# Planted vs. Plastic Plants



## saddison (Jan 9, 2009)

Hello.
I have two tanks, a 30 gallon and a 10 gallon.
My 30 gallon I have 3 angel fish, 2 bala sharks, 2 skirted tetras (one black and one gold), and 2 dwarf gouramis (one is a flamed dwarf). There is also a pleco.
The bala sharks and black skirt tetra are a year and a half old.. maybe closer to 2 years old. The angel fish are about a year old, and the gold skirt and two gouramis are less than a month old. 
In my 10 gallon tank I have two sunburst mollies, a year old, and two blue paradise gouramis, less then a month old. There were 3 tiger barbs, but two have died ... 

I was wondering if I should put in some live plants in the tanks. I had a very bad experience when I got my 10 gallon (first tank), and there was one snail in the plant that over took my tank and some fish ended up dieing. I had to completely clean my tank to get rid of all snails.... 
So I kind of have a stigma against live plants... 
Is it better for fish to have live plants in the tank? And which plants work best in tanks? Can it still work with plastic plants? Do the real plants create more algae/get covered in algae?

Anyone have any advice on this subject? Thank you!!


----------



## Dmaaaaax (Nov 20, 2008)

Yes and no.

There are pros and cons to live plants. Live plants are a natural filter for your tank, they consume heavy metals, phosphates, nitrates, etc. They provide food for some fish to nibble on (platies, mollies, plecos), hiding and shelter for others. They provide another soucre of oxygen to the tank and in general they look better than artifical plants/decor. 
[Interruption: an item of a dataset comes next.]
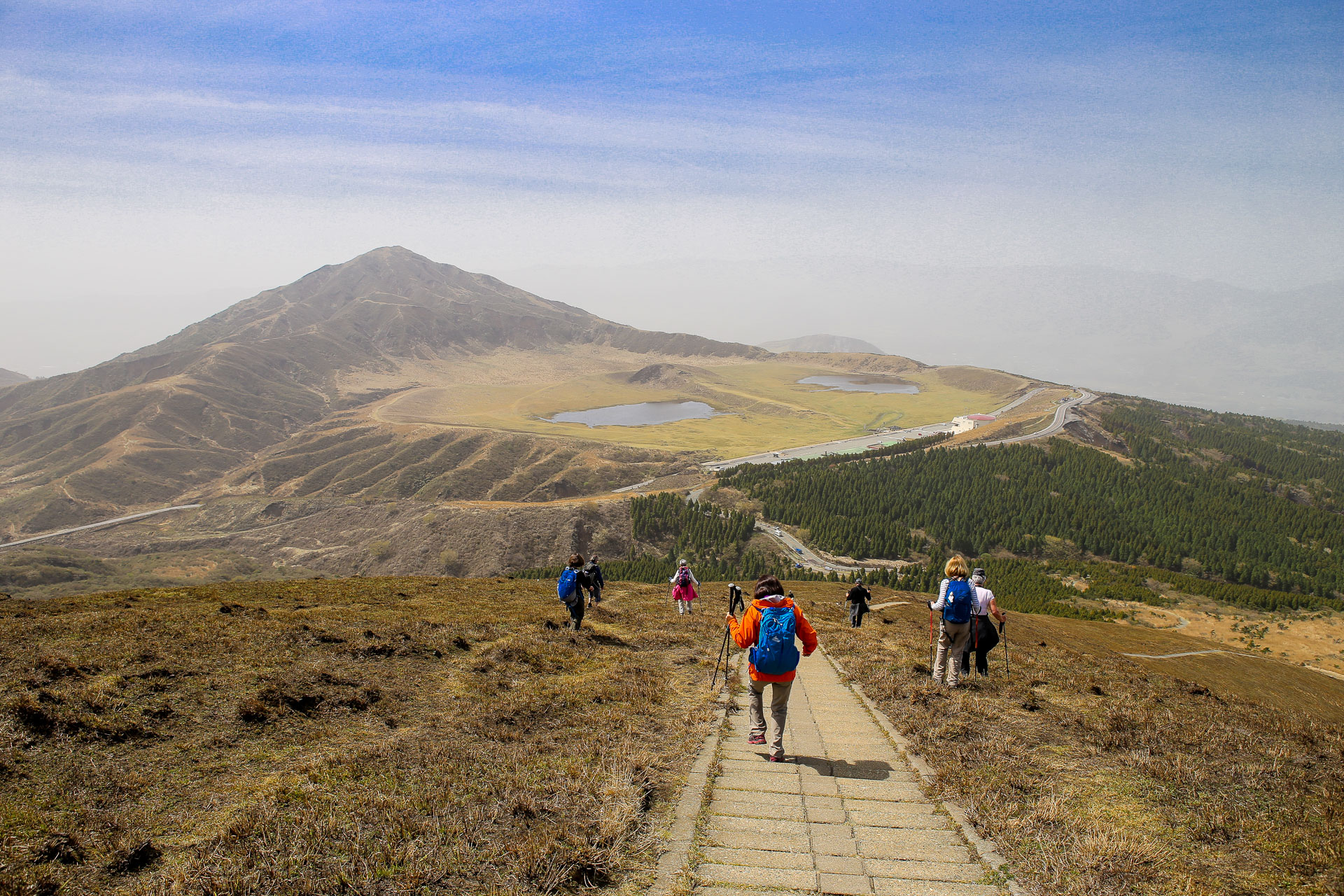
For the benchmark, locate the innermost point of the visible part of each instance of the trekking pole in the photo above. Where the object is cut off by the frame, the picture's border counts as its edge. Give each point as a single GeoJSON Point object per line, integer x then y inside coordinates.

But like you stated, they often come with uninvited guests like snails, which are not all that bad as they help clean a tank, but if not kept in check can overrun a tank. Plants differ in their requirement for light and nutrients, so extra care is required for a planted tank. Plants do not create more algae, but they consume certain compounds. If these compounds are defficient this can allow certain algae to grow. However in a plantless tank algae has free reign given the right parameters.

When stocking a tank with plants the number one rule is to put in a lot of plants. This prevents most algae from being able to compete for nutrients. Basically it comes down to how much work you can or want to put into a tank and doing your homework before purchasing a particular plant to match your tank.


----------



## saddison (Jan 9, 2009)

So does a planted tank need a lot of natural light?
The tanks will be in a basement that has two windows.
Not much natural light.
Would that affect the plants?

If purchasing plants, would it be possible to .. "detoxify" them to get rid of any uninvited guests?


----------



## kardon (Jan 4, 2009)

Actually, you can TOXIFY instead.

You can use either unscented household bleach or Potassium Permanganate.
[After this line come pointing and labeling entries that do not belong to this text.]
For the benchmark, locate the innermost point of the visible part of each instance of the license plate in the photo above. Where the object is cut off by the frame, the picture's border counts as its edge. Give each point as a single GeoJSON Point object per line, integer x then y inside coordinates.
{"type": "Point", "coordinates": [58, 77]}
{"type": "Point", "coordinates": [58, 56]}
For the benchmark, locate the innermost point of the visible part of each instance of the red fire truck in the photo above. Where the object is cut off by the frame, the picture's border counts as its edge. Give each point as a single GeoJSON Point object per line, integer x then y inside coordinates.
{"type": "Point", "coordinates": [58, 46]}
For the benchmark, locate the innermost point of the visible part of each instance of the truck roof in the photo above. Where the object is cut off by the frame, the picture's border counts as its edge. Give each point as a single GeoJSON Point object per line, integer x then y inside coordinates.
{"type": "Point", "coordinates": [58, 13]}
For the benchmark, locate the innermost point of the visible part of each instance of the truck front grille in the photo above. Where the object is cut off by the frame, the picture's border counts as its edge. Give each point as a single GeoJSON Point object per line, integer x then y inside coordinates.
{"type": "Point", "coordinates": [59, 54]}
When using BLEACH, you will want to soak the plant for five minutes in a solution of 1-2 cups bleach to a gallon of water. Then make a bucket of dechlorinated water and soak the plant in there for five minutes. Rinse well, and you're good to go.

You can also use POTASSIUM PERMANGANATE. Mix a solution of 1/2 teaspoon Potassium Permanganate and a gallon of water, and soak for 15 minutes. Rinse well.
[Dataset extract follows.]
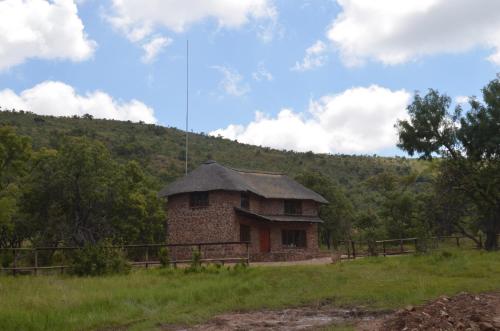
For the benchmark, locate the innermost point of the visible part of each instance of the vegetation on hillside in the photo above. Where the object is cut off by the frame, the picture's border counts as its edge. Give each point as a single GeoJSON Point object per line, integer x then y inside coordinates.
{"type": "Point", "coordinates": [468, 144]}
{"type": "Point", "coordinates": [82, 180]}
{"type": "Point", "coordinates": [86, 180]}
The potassium method is less effective, but less damaging on fragile plants. You don't want to use bleach on delicate ones...

Also, don't get the Potassium Permanganate on your clothes or skin. It is not pleasant...


----------



## saddison (Jan 9, 2009)

thanks for your replies.

where can I get the potassium?

and also, how many plants should i have for the 30 gallon and 10 gallon?


----------



## Ulli Bauer (Nov 10, 2008)

Hi,

natural light promotes algae growth, so the less natural light the tank gets the better.

Snails are actually good for your tank, and if they overrun it there's too much food for them. A snail population explosion is a sure sign that you feed to much (which might have spoiled your water in the first place and caused the fish to die). They are best kept in check with a lot less flake food thrown in. Sorry to put it so bluntly, but that's just the way it is...

If you want to eradiacte any unwelcome guests from new plants you can also simply use carbonated water - the bubblier the better. Douse the plants for about 20 seconds - not longer, sensitive plants like baby tears suffer from being exposed to this too long. The low pH in combination with the high CO2 content kills any live "guests" on these plants. Possible eggs are not hurt though, but the other methods do not do anything to these either. If you want to make totally sure that there are no inhabitants in these plants you don't want to introduce into your tank keep the plants separately for two weeks after the carbonated-water cure and after that period, douse them again.

Cheers
Ulli


----------



## Fishboydanny1 (Jun 13, 2008)

how about CONTROLLING the population of snail with a couple yoyo loaches? in the ten you only need one..... I've heard that these guys are so good that you'll rarely see a single pest snail....


----------



## kardon (Jan 4, 2009)

Ulli Bauer said:


> "...simply use carbonated water..."


Hmm. I'll have to remember that one...

To answer your question, the potassium can be purchased at many drug stores... but I'd try the carbonated water instead. A little safer than dilute caustics, eh?


----------



## saddison (Jan 9, 2009)

Thank you forall your input...
Ulli Bauer - I got my first "live plant" when I just got my 10 gallon aquarium. Before my tropical fish I had goldfish. They would eat whatever was put in the tank, so I may have been over feeding my tropical. 

Fishboydanny1 - i don't have much room in my tanks. How big do yo-yo loaches get? do they aid in keeping the >tank< clean, like pleco's or catfish?


----------